SHY LANDS
There is a subtle and proficient music in Diane Jarvenpa's poems. They derive their power from how deeply she sees and listens to herself and to the earth. In Shy Lands she welcomes us into a world quite similar to her description of her mother's garden, its "precision of beauty, intricate storytelling, a knowledge of what blends, what harmonizes, what stands alone." And we become aware that despite the sorrow and anguish we might feel about the hell that humans have made of much of our natural world, we can still immerse ourselves in what has not been lost. Her poems remind us that we can find solace and belonging in that "light" and "articulate wonder" which can "fit so completely into the grooves of all our shadows." We can both celebrate and grieve earth's wonders, those which are extinct and those which are gloriously still with us - if we immerse ourselves in the natural world and "let it enter and grow in our bodies."
- Freya Manfred, author of Loon in Late November Water
While Diane Jarvenpa is a self-described shy person from a shy family in a shy land, she is a fierce poet.
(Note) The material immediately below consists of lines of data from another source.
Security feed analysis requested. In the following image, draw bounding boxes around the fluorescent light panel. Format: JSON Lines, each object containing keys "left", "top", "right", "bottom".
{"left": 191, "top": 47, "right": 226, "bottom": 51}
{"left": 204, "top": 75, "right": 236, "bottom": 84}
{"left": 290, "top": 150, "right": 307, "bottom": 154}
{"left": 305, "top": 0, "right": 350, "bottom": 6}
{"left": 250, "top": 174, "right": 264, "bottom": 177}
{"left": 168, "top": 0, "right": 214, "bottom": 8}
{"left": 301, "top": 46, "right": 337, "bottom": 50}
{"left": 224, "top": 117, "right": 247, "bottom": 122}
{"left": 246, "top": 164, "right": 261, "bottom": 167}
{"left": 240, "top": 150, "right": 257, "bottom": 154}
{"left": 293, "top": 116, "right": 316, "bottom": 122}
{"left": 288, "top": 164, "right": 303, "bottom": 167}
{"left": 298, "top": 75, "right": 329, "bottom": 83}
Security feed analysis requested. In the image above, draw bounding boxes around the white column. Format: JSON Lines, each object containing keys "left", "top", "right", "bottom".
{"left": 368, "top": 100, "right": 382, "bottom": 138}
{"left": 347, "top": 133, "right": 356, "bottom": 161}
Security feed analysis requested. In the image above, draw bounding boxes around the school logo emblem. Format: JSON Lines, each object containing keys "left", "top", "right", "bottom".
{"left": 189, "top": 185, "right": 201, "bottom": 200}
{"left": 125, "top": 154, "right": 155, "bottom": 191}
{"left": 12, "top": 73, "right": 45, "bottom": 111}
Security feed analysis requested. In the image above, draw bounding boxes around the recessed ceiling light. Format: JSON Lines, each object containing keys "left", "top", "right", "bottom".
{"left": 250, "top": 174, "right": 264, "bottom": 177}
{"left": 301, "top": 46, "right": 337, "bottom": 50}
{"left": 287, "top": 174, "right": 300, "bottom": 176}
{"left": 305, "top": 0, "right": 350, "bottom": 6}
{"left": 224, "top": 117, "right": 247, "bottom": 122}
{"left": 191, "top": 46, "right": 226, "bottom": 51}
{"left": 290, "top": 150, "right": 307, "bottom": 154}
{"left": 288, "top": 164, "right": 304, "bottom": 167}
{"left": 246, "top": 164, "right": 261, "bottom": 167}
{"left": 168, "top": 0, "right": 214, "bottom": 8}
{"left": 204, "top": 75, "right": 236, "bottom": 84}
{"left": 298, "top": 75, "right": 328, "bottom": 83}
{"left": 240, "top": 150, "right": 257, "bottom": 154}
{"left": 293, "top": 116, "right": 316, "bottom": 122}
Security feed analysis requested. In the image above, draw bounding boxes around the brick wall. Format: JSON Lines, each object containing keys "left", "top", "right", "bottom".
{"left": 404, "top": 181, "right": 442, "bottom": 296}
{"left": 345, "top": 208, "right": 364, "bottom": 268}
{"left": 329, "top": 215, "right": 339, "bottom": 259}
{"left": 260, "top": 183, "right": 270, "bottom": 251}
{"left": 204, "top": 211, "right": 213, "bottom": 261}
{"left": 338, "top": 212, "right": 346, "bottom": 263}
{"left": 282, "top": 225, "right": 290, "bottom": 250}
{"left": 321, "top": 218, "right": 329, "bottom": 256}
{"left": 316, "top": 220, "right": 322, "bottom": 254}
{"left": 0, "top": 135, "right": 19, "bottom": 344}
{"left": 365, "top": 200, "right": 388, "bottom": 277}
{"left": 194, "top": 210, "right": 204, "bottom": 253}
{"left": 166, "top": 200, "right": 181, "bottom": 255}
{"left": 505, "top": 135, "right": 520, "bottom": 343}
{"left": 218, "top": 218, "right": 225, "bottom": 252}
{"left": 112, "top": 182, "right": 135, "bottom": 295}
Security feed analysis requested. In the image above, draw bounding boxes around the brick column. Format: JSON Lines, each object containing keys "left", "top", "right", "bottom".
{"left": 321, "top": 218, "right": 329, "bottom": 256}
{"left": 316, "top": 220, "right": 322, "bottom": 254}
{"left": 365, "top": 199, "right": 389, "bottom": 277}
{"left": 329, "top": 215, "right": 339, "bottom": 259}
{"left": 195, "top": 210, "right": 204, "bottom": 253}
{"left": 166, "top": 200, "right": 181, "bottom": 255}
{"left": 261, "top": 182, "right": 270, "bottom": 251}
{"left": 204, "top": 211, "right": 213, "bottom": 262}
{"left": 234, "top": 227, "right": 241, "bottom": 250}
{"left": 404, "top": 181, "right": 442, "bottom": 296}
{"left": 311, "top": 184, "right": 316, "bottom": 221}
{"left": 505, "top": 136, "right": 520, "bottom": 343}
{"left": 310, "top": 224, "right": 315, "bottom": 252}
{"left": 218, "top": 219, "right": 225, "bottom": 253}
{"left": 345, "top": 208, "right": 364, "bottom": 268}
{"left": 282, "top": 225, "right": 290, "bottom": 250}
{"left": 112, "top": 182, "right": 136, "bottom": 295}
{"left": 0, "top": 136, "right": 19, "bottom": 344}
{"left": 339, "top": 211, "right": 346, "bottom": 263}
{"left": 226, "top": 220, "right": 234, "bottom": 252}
Jarvenpa's new book, Shy Lands, describes an imaginatively-animated world, a quiet family in the background, all the elements of nature which the poet has observed, consumed, and returned to the reader in another form through some exercise of magical alchemy. As I was reading her manuscript, I made notes in the margin - "Beautiful!" - "Beautiful! - until I figured I should come up with a word other than - "Beautiful." So here's the word - "Transformational". I have been transformed by these poems which is what great poetry does. Praise and Transform. Jarvenpa praises everything within her considerable range - "stamps, maps, lily pads, " "a comet or a wild fire." The old dog - "She is your teacher now./Scholar with tail,/Athena with canines." Shy Lands, the country Diane Jarvenpa inhabits, the country we all inhabit, is ravaged and threatened, but still, with her power to convert the observed into a "cold wild song," she finds for all of us some kind of inspired redemption.
- Tim Nolan, author of Lines
Diane Jarvenpa's latest collection, Shy Lands, teaches us how to engage the natural world with the careful listening of an introvert, "pushed by the wind...hearing the drops of dew." Her attention draws us to the tiny things that make up a whole landscape, and that, she tells us, "is where the village of [her] mind has brought [her]." She uses words the way an impressionist painter deploys color, "know[ing] how all this works, the close and the distant, / the heap and faded, / the swoop and the click." This new beauty is only possible in a shy and quiet land, the one she creates for us here.